On Writing by Stephen King

“So okay― there you are in your room with the shade down and the door shut and the plug pulled out of the base of the telephone. You’ve blown up your TV and committed yourself to a thousand words a day, come hell or high water. Now comes the big question: What are you going to write about? And the equally big answer: Anything you damn well want.”

Books on writing often start with the strange assumption that the reader is already wonderfully disciplined, and merely needs guidance in regards to adjectives and paragraph structure. King is more helpful. He explains the nuts and bolts of his trade rather than the just the tweaks needed to finished products. He takes the time to dispel myths about the magic of ‘inspiration’ as the cause of good stories, and encourages you to approach the craft in the way of a carpenter: it can be difficult, yes, but once you’ve learned the tools of the trade the most useful thing you can do is sit at your desk every morning.

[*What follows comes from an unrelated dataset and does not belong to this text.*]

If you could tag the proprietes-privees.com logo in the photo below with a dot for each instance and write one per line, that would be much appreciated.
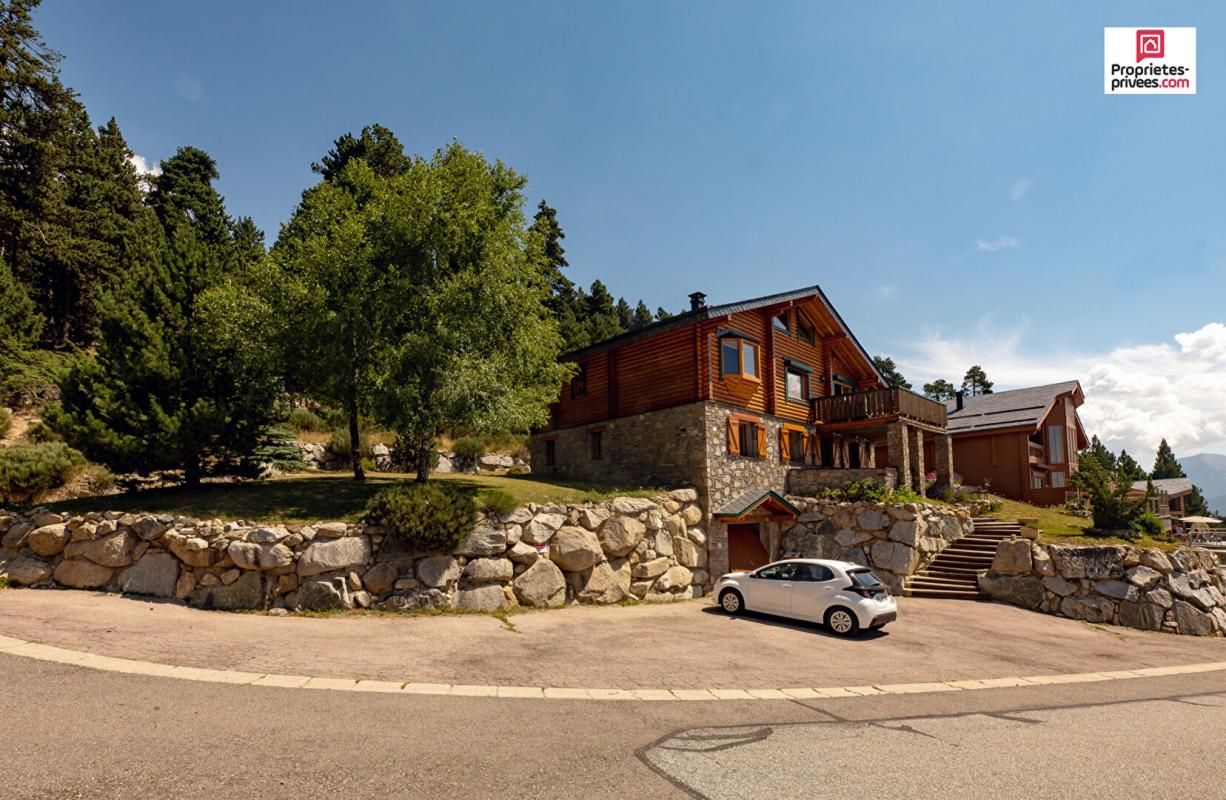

King’s books do not crave being taken seriously, they merely hope that they are. They embrace some ridiculous premises, and are happy to sit on genre shelves while their creator bathes in money, but if you approach them with trust they are often refreshingly honest portraits of very strange situations. This makes him the perfect person to explain the actual process of fiction writing, as he avoids romantic ruminations which impede serious discussion of what should be, above all else, hard work.

King is above all practical, but also infectiously enthusiastic. His love for the craft shines through, and his focus on the joy of his job makes you able to take him more seriously when he talk about the difficulties.